Famiglie in cerca di Cavaliere
In un’Italia dove (grazie a Cofferati&C.) il mercato del lavoro resta in stato comatoso, dove l’acquisto di una casa è un miraggio per la gran parte delle giovani coppie e dove una famiglia monoreddito con due figli paga in tasse poco meno di un single con reddito analogo, la decisione di diventare padri e madri richiede almeno il coraggio non comune di sfidare l’avvedutezza economica, quando non vere e proprie virtù eroiche. Sarà forse per questo che il Belpaese detiene il record europeo della crescita zero (con prossime brutte ricadute sul fronte previdenziale e sanitario).

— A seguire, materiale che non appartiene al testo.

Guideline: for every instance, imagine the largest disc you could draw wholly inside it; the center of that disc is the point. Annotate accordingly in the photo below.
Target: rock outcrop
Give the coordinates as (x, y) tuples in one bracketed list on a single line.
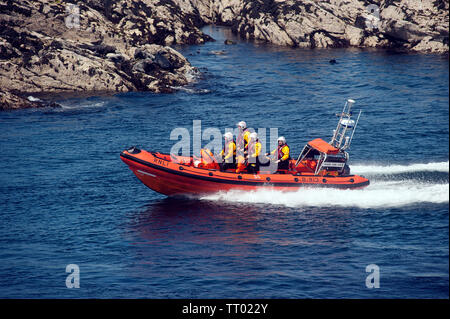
[(93, 45), (123, 45), (411, 25)]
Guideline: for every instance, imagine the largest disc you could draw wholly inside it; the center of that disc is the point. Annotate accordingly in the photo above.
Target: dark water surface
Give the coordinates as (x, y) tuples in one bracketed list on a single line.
[(66, 197)]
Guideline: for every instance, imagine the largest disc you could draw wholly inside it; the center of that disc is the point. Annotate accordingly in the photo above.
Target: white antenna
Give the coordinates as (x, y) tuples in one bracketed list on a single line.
[(340, 138)]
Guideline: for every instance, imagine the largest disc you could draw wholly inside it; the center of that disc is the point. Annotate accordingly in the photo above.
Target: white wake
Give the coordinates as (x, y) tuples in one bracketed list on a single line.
[(398, 169), (378, 194)]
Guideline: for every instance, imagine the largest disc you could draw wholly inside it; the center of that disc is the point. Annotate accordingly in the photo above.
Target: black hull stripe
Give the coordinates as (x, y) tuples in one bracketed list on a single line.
[(248, 183)]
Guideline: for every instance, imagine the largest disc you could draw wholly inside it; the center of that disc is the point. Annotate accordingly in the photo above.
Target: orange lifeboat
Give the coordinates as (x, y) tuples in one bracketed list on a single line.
[(320, 164), (176, 175)]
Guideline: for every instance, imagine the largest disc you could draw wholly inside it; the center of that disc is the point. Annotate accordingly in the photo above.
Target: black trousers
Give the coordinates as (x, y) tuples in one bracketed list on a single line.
[(224, 166), (284, 165)]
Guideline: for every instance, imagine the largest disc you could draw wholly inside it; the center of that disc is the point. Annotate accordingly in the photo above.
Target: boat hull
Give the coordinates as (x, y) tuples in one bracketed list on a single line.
[(169, 178)]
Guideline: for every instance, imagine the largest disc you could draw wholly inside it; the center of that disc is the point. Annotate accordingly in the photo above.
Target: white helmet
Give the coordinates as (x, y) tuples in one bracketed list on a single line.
[(282, 139), (228, 135), (242, 125)]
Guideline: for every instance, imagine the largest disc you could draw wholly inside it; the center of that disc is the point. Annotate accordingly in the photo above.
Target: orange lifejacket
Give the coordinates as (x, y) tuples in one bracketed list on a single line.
[(208, 160)]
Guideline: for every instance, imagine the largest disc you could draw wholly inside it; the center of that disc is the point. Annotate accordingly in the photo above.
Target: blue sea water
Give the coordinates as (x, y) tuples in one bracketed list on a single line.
[(67, 198)]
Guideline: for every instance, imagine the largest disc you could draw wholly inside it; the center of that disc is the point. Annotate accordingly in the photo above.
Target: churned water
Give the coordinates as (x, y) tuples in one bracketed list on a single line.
[(66, 197)]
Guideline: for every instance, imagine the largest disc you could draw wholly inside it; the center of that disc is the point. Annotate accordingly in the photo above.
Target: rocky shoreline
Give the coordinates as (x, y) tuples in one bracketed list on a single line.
[(56, 46), (116, 46)]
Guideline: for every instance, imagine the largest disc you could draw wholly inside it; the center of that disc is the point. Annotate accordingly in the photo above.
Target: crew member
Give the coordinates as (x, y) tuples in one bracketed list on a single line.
[(254, 150), (228, 152), (281, 155), (241, 145)]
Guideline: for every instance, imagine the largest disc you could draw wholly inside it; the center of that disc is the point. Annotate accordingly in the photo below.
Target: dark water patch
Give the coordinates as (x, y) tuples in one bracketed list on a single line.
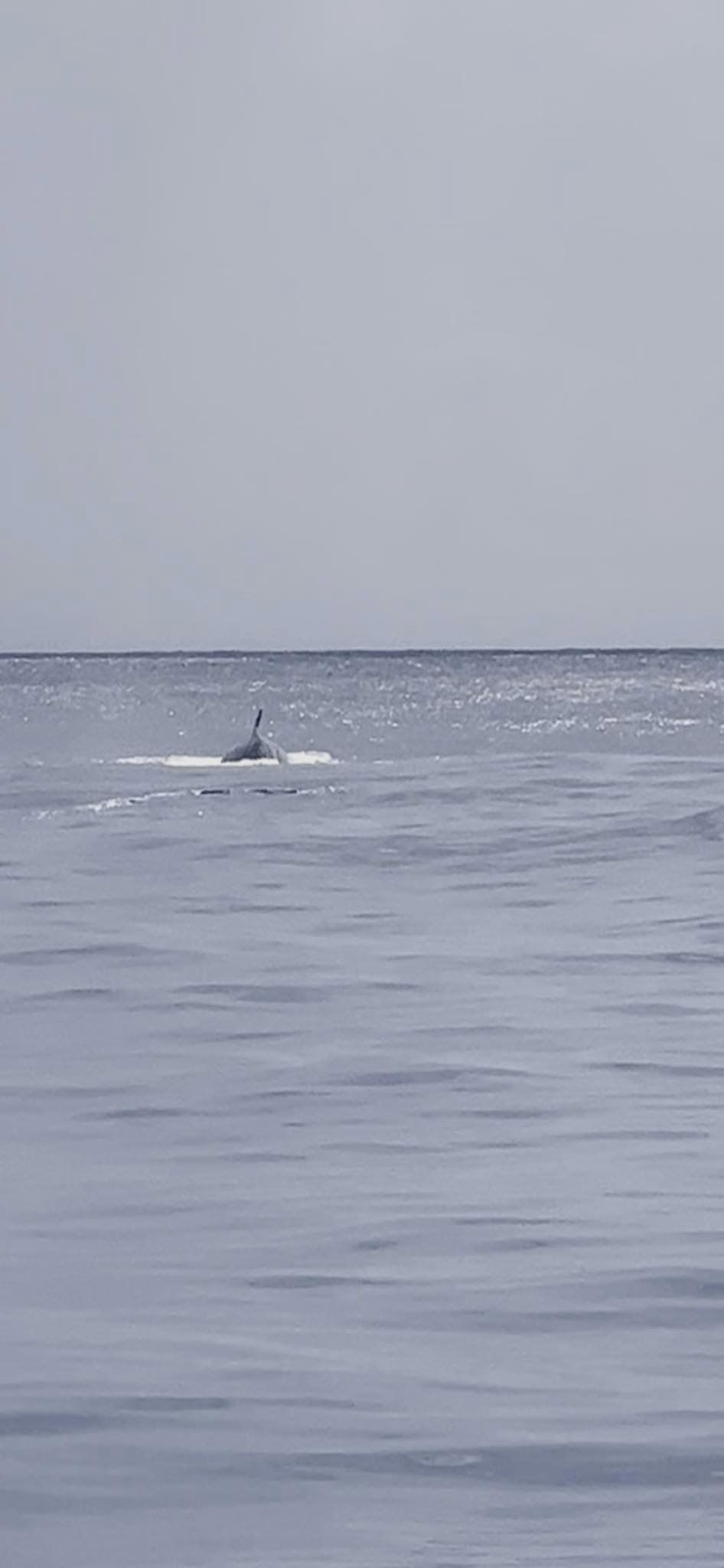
[(312, 1282), (676, 1070), (140, 1114), (626, 1466), (679, 1283), (402, 1078), (236, 993)]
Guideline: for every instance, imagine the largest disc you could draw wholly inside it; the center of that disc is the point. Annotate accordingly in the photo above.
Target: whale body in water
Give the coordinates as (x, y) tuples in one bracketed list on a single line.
[(257, 748)]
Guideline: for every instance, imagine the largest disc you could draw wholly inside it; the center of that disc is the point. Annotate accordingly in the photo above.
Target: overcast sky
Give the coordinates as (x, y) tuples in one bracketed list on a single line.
[(363, 322)]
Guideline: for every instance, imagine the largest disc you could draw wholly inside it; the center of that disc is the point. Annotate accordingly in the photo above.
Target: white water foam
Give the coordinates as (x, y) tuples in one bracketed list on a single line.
[(300, 760)]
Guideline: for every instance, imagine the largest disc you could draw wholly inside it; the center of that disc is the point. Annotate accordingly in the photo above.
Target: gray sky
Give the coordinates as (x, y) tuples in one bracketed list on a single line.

Gli equivoci della tassazione familiare
In effetti, l’Italia non ha mai avuto una politica familiare degna di questo nome, pronta cioè a riconoscere i figli come un patrimonio per l’intera collettività. Piuttosto, a prevalere è stata sempre una concezione paternalistica dello Stato per cui «si trasforma il cittadino, che senza la pressione fiscale disporrebbe di risorse proprie, in assistito». Una filosofia applicata anche alla famiglia, oggetto d’interventi assistenziali per agevolare i redditi più bassi, ma mai di un’effettiva equità fiscale. La delega fiscale del governo Berlusconi sembrava l’occasione giusta per cambiare rotta, introducendo quell’equità orizzontale che esige che le spese affrontate per allevare ed educare i figli non vengano conteggiate nell’imponibile, qualunque sia il reddito.
«Non è mancata la voglia di fare, bisogna riconoscerlo, ma la svolta culturale che noi auspicavamo – osserva con rammarico Luisa Santolini, Presidente di quel Forum delle Associazioni familiari che riunisce 35 associazioni cattoliche (dai Focolarini all’Opus Dei, da Comunione e Liberazione alle Acli) e rappresenta 3 milioni e mezzo di famiglie italiane – Speravamo che venisse riconosciuta l’universalità delle deduzioni per i figli a carico, invece la Commissione Finanze della Camera ha concentrato le deduzioni sui redditi più bassi. Ma i figli, tutti i figli, sono una risorsa e le politiche familiari – per definizione – sono universali. A parità di reddito chi ha figli deve essere trattato in maniera diversa da chi non ne ha, fosse pure un miliardario. Abbiamo cercato di spiegarlo in tutti i modi: l’intervento assistenziale è doveroso, ma non può passare attraverso i figli. Tra l’altro, non si capisce perché le rottamazioni e le ristrutturazioni edilizie si possono detrarre dalle tasse senza limiti di reddito, mentre le spese per i figli no. Viene da pensare che in Italia un figlio vale meno di un’automobile».
A battersi per «meglio garantire la progressività dell’imposta» in favore dei redditi bassi è stato l’On. Vittorio Emanuele Falsitta (Fi). Sul Sole 24 Ore, Falsitta ha scritto che l’Italia ha bisogno di un fisco equo e solidale…
Benissimo: così non è né equo, né solidale. E non sono certo le politiche universaliste da noi auspicate a favorire i ricchi. Piuttosto è l’imposizione di un tetto di reddito a penalizzare in maniera vergognosa il monoreddito. In Italia, infatti, la tassazione è individuale (non si può fare il cumulo dei redditi marito-moglie), perciò io posso avere un marito miliardario, ma se faccio l’insegnante di scuola statale rientro nei tetti di reddito previsti e posso godere degli sgravi fiscali. Il monoreddito invece non scappa: è tutto scritto, bastano 1,500 Euro in più per perdere le deduzioni. Vorrei infine sottolineare un paradosso: una colf che stira le camicie e sistema la casa percepisce uno stipendio; se qualcuno la sposa, il suo accudire i figli e fare esattamente le stesse cose che faceva prima non ha più valore, non viene riconosciuto, non contribuisce a creare ricchezza. Queste sono follie culturali prima ancora che economiche e politiche.